Critical applications such as network security, anomaly detection or dynamic network management require fast mechanisms for online analysis of thousands of events per second, as well as efficient techniques for offline analysis of massive historical data. Besides characterization, making operational sense out of the ever-growing amount of network measurements is becoming a major challenge.

Both networking for big data management and big data analytics in networking applications pose difficult challenges for industry and academic researchers. In a nutshell, handling large amounts of heterogeneous sources of data, and analyzing them in (near) real-time with big data analytics and machine learning approaches requires specialized hardware and software platforms to make it happen. The problem is, that such a specialized and tailored hardware and software require strong engineering to actually perform as needed, not only in terms of analysis speed, but also in terms of complexity of the analysis tasks which can be addressed.

The Big-DAMA project has conceived novel scalable techniques and big-data analytics frameworks (BDAFs) capable to analyze both online network traffic data streams and offline massive traffic datasets. The team has developed scalable online and offline machine learning-based techniques to monitor and characterize extremely large network traffic datasets. Using off-the-shelf machine learning libraries and parallelization techniques, we have conceived multiple data analytics algorithms for anomaly detection and cyber security, using supervised and unsupervised machine learning models.

Using the Big-DAMA BDAF, one can store and analyze big amounts of both structured and unstructured heterogeneous data sources, in either (near) real-time or in an off-line manner, using advanced big data analytics and machine learning models.

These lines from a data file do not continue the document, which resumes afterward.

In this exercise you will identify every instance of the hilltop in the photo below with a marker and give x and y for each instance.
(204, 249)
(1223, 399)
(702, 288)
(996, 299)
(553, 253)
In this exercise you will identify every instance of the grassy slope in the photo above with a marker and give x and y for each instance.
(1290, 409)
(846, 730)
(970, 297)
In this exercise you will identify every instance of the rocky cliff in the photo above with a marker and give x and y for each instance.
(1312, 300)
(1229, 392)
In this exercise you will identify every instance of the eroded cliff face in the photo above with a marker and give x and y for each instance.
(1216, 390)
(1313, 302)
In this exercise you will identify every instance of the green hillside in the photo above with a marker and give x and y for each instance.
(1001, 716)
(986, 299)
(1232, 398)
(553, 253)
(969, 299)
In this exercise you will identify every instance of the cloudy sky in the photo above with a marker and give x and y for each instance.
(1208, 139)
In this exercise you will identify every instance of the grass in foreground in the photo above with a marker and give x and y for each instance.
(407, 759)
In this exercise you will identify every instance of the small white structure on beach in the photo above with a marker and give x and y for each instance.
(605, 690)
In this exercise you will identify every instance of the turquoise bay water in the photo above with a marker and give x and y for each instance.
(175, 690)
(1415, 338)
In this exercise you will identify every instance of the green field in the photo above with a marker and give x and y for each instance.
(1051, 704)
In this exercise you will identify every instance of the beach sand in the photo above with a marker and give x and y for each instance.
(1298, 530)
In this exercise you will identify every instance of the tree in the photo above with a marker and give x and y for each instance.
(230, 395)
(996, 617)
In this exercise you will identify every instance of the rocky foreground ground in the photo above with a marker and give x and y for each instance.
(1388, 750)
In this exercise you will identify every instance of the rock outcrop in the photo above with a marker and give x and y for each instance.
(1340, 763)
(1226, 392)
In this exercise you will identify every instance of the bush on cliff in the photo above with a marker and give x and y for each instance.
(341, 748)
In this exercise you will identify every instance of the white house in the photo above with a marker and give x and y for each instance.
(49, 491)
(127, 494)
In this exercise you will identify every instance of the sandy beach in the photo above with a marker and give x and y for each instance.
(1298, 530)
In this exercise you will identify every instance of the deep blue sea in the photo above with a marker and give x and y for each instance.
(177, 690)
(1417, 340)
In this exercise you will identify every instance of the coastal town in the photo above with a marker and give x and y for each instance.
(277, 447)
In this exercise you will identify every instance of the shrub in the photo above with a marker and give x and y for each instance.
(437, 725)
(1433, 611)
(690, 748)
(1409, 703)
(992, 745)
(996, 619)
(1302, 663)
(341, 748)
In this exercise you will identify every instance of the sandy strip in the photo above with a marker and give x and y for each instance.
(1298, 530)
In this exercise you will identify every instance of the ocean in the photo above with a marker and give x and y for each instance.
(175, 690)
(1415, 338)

Examples of use cases we have tackled within the project include (i) network security, where we have implemented 0-day attacks-detection based on unsupervised analysis techniques; (ii) anomaly detection, where we have conceived approaches for online detection and classification of network and service anomalies; and (iii) Quality of Experience, where we have integrated machine learning techniques to monitor networks from a user-centric perspective.

While the outcomes of the Big-DAMA project have direct impact and application in the network monitoring and analysis domain, the techniques and technology developed within the project are highly applicable to address other data-driven domains of high relevance to society, where similar data analysis problems and requirements arise. Just to name a few of them: analysis of big data associated to smart cities, including intelligent transportation systems and smart mobility, smart energy management, environmental sensing analysis, and more; financial technology analysis, including fraud detection, blockchain monitoring, price forecasting and analysis, consumer protection, etc.; and IoT data analytics, where trillions of devices will be connected to the Internet for an unprecedented level of sensing.

Being Artificial Intelligence and Big Data analytics a fast-growing worldwide market, the development of analysis techniques, technologies, as well as strong know-how in the area directly benefits the local Vienna market, by taking a leading position in such a timely and highly relevant topic, especially in the years to come.

 

 
 
Wissenschaftliche Disziplinen: Telecommunications (50%) | Database systems (20%) | Machine learning (30%)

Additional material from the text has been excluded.